Południowoafrykańskiego randa obok własnych walut używają Namibia, Suazi i Lesotho.
Od stycznia mieszkańcy Zimbabwe mogą używać kilku zagranicznych walut. W obiegu są m.in. południowoafrykański rand, dolar amerykański, botswańska pula, euro i funt brytyjski. Ma to na celu powstrzymanie hiperinflacji, która sprawiła, że dolar zimbabweński stał się właściwie bezwartościowy, a w kraju zapanował kryzys gospodarczy.
Od lutego pensje w dolarach amerykańskich dostają wojskowi, nauczyciele i urzędnicy państwowi.
Zimbabwe ma jedną z najwyższych inflacji na świecie. Według oficjalnych danych w lipcu 2008 roku wyniosła ona 231 mln proc., ale ekonomiści szacują, że teraz można ją liczyć w miliardach procent.
Państwowy urząd statystyczny nie jest już w stanie jej obliczać, ponieważ w wyniku dotkliwych braków w dostawach paliwa, żywności i większości innych produktów, handel nimi odbywa się na czarnym rynku.
By przeciwdziałać brakom gotówki na początku stycznia bank centralny wyemitował banknot o wartości 100 tys. mld zimbabweńskich dolarów. Mieszkańcy kraju już dawno przestali posługiwać się swoją walutą; nawet kierowcy autobusów żądają opłat w walutach zagranicznych.

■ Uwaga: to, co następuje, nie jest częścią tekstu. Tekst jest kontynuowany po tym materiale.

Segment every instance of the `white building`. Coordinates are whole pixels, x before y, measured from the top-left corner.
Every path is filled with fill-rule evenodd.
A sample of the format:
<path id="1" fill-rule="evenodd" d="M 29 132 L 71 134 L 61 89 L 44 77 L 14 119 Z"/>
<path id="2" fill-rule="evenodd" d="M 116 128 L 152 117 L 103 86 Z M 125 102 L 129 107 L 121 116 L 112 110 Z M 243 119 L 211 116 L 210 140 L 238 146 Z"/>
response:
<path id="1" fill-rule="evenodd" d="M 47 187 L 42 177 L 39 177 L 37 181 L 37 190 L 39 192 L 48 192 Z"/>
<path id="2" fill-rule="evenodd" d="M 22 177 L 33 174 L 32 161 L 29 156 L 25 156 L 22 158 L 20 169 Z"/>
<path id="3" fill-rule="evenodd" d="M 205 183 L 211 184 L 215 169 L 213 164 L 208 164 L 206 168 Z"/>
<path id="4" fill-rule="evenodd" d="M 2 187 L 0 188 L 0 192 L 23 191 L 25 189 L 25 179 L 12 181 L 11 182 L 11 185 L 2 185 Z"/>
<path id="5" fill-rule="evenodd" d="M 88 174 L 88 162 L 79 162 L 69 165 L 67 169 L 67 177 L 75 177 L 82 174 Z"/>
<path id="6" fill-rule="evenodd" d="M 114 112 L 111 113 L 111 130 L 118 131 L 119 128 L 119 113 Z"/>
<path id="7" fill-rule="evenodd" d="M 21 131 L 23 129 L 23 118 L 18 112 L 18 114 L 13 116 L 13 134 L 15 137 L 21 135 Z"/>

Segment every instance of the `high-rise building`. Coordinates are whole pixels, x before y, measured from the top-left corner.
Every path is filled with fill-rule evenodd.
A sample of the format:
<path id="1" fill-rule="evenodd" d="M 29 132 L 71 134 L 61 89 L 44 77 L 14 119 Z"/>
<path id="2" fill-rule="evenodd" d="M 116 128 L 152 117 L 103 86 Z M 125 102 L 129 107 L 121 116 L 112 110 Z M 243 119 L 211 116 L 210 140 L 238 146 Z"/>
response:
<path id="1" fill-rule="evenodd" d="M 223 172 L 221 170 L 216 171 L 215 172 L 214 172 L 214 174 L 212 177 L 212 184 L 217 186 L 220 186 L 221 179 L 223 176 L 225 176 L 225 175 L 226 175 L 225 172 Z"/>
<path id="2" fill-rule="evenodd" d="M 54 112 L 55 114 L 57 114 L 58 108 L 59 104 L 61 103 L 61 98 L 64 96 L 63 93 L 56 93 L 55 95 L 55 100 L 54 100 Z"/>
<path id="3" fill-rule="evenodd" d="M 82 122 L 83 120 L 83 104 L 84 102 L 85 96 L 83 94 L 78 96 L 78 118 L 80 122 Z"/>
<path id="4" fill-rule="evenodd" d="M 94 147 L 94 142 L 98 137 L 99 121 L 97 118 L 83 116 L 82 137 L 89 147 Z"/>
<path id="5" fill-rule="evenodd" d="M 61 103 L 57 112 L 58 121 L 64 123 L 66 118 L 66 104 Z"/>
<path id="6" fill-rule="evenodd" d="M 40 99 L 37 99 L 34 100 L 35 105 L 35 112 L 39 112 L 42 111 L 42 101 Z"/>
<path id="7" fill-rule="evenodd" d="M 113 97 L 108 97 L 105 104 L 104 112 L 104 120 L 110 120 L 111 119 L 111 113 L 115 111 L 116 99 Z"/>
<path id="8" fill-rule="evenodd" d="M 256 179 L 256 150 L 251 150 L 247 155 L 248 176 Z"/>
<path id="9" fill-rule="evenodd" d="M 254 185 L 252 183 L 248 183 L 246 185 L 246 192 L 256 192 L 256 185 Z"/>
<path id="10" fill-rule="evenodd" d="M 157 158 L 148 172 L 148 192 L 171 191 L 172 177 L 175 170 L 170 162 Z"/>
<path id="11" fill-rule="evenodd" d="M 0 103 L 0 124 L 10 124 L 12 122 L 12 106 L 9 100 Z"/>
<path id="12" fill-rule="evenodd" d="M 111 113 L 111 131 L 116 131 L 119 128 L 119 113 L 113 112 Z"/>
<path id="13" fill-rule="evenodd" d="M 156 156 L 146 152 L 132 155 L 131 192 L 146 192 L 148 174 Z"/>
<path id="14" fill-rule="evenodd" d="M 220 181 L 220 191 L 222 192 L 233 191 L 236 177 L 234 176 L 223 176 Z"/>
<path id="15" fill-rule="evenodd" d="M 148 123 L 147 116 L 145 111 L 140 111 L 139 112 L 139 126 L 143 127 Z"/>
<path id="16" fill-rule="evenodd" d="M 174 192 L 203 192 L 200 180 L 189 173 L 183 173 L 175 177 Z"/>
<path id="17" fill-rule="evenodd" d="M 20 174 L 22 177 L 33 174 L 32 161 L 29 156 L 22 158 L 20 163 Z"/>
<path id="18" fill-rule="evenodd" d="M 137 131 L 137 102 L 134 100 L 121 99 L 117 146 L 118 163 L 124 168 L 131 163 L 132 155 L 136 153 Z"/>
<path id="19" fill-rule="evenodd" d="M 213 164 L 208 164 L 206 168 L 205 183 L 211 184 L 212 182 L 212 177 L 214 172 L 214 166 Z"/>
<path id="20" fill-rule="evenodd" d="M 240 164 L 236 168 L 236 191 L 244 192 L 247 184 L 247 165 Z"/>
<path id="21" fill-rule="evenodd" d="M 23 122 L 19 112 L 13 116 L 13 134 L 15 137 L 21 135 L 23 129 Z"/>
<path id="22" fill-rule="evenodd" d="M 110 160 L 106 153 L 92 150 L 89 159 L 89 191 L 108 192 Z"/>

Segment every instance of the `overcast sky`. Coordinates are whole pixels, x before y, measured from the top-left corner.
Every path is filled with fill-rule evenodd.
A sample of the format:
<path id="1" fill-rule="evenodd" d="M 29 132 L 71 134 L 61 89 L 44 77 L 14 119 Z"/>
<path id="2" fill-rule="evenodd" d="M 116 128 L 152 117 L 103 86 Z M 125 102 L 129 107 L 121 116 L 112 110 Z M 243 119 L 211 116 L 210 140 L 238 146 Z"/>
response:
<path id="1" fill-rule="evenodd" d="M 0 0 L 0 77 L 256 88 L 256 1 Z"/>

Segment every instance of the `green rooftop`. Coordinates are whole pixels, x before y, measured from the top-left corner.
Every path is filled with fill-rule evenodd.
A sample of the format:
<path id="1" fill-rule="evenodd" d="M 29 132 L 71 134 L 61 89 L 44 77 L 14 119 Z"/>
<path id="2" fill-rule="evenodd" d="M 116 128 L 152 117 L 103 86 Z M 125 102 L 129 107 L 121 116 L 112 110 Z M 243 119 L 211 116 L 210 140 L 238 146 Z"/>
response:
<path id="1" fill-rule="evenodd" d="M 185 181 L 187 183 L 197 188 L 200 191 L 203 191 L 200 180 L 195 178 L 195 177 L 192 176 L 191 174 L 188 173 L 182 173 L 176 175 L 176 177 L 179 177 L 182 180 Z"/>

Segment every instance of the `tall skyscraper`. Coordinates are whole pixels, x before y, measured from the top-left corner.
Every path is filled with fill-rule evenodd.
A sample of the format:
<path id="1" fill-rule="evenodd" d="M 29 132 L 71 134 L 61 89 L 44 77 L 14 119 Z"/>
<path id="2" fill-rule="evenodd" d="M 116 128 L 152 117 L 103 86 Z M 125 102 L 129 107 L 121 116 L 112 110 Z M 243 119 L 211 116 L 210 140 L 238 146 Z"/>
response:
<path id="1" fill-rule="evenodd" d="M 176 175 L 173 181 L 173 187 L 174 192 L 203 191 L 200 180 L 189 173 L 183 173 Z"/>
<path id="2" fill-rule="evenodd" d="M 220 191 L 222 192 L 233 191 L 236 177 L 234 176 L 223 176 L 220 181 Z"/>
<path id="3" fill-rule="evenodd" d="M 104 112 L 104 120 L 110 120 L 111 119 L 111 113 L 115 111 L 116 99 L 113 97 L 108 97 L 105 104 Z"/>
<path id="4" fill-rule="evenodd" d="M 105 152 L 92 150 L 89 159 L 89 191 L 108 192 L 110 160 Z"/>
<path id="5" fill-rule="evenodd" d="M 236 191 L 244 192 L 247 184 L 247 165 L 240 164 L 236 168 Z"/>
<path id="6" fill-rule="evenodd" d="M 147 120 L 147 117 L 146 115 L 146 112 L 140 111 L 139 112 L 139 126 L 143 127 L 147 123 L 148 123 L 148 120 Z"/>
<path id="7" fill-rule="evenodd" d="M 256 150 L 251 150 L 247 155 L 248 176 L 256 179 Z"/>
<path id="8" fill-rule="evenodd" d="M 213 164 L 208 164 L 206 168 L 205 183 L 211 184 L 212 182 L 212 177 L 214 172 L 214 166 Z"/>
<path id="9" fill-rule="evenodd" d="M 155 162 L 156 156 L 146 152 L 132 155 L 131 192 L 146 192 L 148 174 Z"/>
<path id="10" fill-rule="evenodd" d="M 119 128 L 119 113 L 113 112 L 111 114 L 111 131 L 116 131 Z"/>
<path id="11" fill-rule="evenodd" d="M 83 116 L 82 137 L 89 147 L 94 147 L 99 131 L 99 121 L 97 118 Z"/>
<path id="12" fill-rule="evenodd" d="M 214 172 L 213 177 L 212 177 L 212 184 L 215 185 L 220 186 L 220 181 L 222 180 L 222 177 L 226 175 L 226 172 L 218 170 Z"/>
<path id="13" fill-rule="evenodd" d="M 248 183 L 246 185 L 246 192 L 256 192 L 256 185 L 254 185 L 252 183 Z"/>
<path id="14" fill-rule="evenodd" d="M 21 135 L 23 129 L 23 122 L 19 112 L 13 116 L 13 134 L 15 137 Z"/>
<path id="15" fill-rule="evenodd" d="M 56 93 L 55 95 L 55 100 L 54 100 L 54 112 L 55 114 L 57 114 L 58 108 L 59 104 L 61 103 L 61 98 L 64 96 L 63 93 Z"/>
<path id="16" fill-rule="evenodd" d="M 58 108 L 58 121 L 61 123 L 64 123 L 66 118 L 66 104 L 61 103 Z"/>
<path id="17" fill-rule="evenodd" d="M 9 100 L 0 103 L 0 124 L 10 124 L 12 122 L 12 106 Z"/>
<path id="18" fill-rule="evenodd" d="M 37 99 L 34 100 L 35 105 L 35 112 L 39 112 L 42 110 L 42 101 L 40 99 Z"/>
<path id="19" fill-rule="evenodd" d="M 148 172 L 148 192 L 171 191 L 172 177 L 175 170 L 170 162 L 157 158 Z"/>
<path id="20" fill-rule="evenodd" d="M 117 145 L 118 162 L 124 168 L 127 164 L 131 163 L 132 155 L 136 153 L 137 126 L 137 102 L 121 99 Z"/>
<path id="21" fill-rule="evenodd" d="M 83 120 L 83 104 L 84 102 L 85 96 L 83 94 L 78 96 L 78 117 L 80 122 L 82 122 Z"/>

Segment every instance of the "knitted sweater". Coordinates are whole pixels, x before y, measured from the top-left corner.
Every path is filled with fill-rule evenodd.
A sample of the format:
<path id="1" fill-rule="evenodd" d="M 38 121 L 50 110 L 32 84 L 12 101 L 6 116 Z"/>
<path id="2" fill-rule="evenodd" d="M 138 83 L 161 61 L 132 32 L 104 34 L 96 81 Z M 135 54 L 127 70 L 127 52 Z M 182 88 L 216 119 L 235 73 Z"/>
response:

Prezydent Robert Mugabe oświadczył, że Zimbabwe powinno przywrócić swoją własną walutę, ponieważ większość mieszkańców prowincji nie ma dostępu do dolara amerykańskiego. Jednak minister finansów Tendai Biti powiedział w poniedziałek, że do powrotu dolara zimbabweńskiego jest jeszcze _ bardzo daleka droga _.